Dit meertje is geen overblijfsel van een dijkdoorbraak, maar een natuurlijke doorbraak van een oever uit de tijd vóór de bedijking. De molen stamt uit 1741 en stond oorspronkelijk een eindje verderop. Er volgen een paar landelijke kilometers en daarna loop ik de bossen van de Hatertsche Vennen in. Iets verderop staat de ruïne van St. Walrick. Hier ben ik tijdens een fietstocht in 2003 ook al eens geweest. Al in de Germaanse tijd was hier een cultusplaats. Volgens de legende dreigde de beeldschone dochter van de vroegmiddeleeuwse heidense roverhoofdman Walrick aan koorts te bezwijken. Dit moet rond 727 zijn geweest. Een christelijke geestelijke stelde voor, om de haarband van het meisje in de boom te hangen.

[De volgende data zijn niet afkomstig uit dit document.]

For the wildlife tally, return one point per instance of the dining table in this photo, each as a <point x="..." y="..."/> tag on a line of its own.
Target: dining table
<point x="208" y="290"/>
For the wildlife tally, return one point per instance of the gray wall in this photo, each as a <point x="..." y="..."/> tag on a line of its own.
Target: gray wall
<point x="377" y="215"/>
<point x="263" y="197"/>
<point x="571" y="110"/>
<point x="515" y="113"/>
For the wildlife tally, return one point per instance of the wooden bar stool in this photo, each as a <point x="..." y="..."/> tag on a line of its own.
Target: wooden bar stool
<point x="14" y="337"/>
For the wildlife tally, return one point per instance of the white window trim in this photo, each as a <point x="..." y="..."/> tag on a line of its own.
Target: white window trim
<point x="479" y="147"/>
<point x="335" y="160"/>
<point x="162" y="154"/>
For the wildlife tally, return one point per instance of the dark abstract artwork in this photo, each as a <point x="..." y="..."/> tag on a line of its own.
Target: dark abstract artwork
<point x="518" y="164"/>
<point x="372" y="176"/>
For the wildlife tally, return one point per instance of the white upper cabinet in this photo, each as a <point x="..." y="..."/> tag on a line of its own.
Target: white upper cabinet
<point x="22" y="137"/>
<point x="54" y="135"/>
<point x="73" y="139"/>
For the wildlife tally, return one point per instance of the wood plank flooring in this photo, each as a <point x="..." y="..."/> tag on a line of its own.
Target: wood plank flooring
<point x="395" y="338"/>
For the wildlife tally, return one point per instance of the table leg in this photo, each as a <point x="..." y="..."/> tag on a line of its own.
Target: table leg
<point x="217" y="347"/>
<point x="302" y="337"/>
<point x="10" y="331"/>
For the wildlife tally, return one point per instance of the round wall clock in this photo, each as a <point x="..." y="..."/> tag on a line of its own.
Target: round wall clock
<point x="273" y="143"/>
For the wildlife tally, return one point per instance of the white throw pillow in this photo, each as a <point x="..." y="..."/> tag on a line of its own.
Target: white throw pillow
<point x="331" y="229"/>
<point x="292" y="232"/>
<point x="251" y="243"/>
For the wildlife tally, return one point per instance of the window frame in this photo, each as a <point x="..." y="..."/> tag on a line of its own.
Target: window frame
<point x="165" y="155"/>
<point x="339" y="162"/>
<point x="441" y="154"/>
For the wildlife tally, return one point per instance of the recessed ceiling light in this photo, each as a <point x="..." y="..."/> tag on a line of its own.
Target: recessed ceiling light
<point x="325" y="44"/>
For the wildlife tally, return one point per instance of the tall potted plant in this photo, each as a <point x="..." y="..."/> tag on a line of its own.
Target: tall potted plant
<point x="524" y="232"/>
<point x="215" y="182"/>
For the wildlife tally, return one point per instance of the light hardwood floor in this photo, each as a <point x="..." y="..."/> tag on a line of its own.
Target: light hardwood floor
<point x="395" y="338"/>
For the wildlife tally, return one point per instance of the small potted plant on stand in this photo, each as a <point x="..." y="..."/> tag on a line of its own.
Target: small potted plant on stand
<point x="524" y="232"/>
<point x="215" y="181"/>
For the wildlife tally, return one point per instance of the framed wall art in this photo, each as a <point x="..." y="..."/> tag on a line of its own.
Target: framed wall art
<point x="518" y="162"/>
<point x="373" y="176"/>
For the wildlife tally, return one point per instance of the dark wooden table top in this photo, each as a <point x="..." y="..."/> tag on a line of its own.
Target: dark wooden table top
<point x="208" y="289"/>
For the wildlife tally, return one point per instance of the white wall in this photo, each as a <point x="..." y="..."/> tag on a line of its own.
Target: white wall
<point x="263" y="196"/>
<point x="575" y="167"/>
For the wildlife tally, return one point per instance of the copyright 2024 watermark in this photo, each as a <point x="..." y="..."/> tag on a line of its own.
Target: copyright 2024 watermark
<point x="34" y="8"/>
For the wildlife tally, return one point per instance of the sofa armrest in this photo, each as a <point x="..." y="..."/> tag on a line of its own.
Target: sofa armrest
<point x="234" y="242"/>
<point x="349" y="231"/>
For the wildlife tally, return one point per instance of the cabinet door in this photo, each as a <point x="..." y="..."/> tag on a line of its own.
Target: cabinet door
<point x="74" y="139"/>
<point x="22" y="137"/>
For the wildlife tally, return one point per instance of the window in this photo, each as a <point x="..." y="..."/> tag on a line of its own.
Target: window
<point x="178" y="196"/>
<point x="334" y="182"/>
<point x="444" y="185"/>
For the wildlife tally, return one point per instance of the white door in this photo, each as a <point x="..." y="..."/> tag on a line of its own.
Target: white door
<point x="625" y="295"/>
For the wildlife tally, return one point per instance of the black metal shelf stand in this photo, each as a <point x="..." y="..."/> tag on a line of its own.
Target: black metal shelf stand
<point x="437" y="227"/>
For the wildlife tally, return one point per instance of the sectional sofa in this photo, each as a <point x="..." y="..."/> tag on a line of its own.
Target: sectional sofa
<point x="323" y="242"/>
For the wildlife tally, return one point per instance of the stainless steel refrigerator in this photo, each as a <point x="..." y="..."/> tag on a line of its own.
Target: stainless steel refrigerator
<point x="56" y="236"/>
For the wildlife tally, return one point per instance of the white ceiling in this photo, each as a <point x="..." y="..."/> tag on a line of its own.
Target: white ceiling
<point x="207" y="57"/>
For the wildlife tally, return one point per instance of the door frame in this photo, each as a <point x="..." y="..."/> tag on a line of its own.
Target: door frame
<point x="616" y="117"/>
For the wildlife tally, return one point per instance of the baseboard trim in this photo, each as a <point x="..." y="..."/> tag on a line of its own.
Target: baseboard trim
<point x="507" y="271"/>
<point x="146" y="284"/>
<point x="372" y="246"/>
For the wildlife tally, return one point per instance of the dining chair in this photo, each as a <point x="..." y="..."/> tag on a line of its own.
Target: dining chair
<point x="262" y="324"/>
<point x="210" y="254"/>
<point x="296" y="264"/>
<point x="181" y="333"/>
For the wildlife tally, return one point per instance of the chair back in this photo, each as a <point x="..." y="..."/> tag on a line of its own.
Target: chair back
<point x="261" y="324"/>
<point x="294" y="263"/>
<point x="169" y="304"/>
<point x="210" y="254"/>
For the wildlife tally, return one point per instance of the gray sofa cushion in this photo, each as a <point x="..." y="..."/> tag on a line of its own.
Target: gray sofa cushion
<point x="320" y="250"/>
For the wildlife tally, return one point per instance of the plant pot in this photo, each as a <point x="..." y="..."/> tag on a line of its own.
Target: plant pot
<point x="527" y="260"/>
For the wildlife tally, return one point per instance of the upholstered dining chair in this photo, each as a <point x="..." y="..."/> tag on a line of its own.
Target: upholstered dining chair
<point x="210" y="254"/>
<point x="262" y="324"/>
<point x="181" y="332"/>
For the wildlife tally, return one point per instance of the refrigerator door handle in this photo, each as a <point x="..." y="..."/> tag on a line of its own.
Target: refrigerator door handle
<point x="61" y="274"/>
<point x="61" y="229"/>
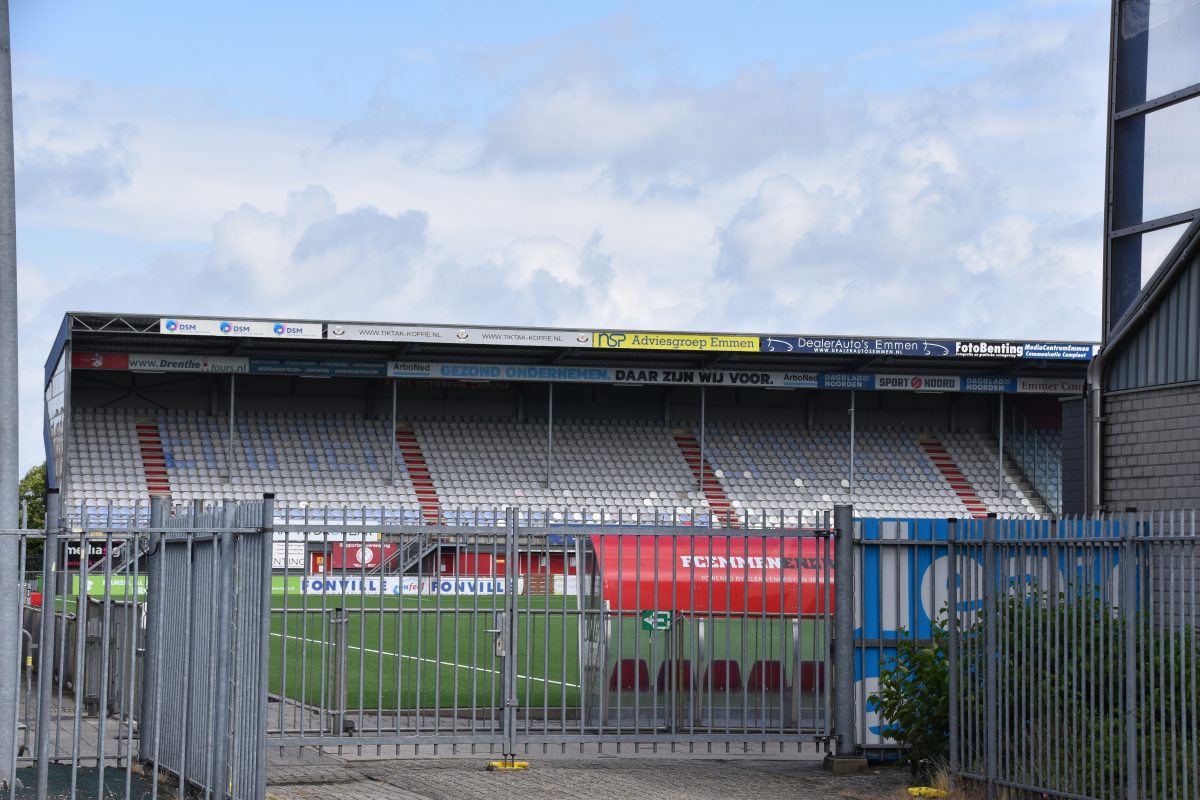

Kort daarna week de koorts en uit dankbaarheid zou de kapel zijn gebouwd. Het is een mooi verhaal, maar het klopt niet. De kapel stamt uit de 15e eeuw, dat is dus vele eeuwen later dan het verhaal speelt. De nissen zijn bedoeld om er lampen in te zetten en het offerblok staat in de rechtse hoek. Goed, de gewoonte om haarbanden, zakdoeken en wat dies zij in de boom te knopen, is tot heden in stand gebleven. Het is wel een feestelijk gezicht en je weet maar nooit of het mogelijk helpt tegen kwalen. Nu volgt een bijzonder mooi stukje natuur. De route slingert in een grote boog door de Hatertsche Vennen. Even verder verlaat ik de route en loop naar de camping ‘Heumens Bos’. Het is een knots van een camping compleet met winkel en restaurant. Ze hebben maar liefst vijf sterren. Een zwembad is er ook, maar nog gesloten. Het is eigenlijk nog te fris om te zwemmen. Ik krijg een mooi plekje op het trekkersveld. Lekker rustig, andere kampeerders zijn er niet. Ik begin maar met een kerriesoepje, gevolgd door een Spaghetteria Bolognese.
Dit begeleid met een rode wijn uit Zuid-Afrika. Ik loop nog even naar de campingbar, die hebben ze hier ook. Veel is er niet te doen en na een glas rode wijn zoek ik mijn tentje op. Een rustig begin vandaag, ik heb er zo’n tien kilometer opzitten.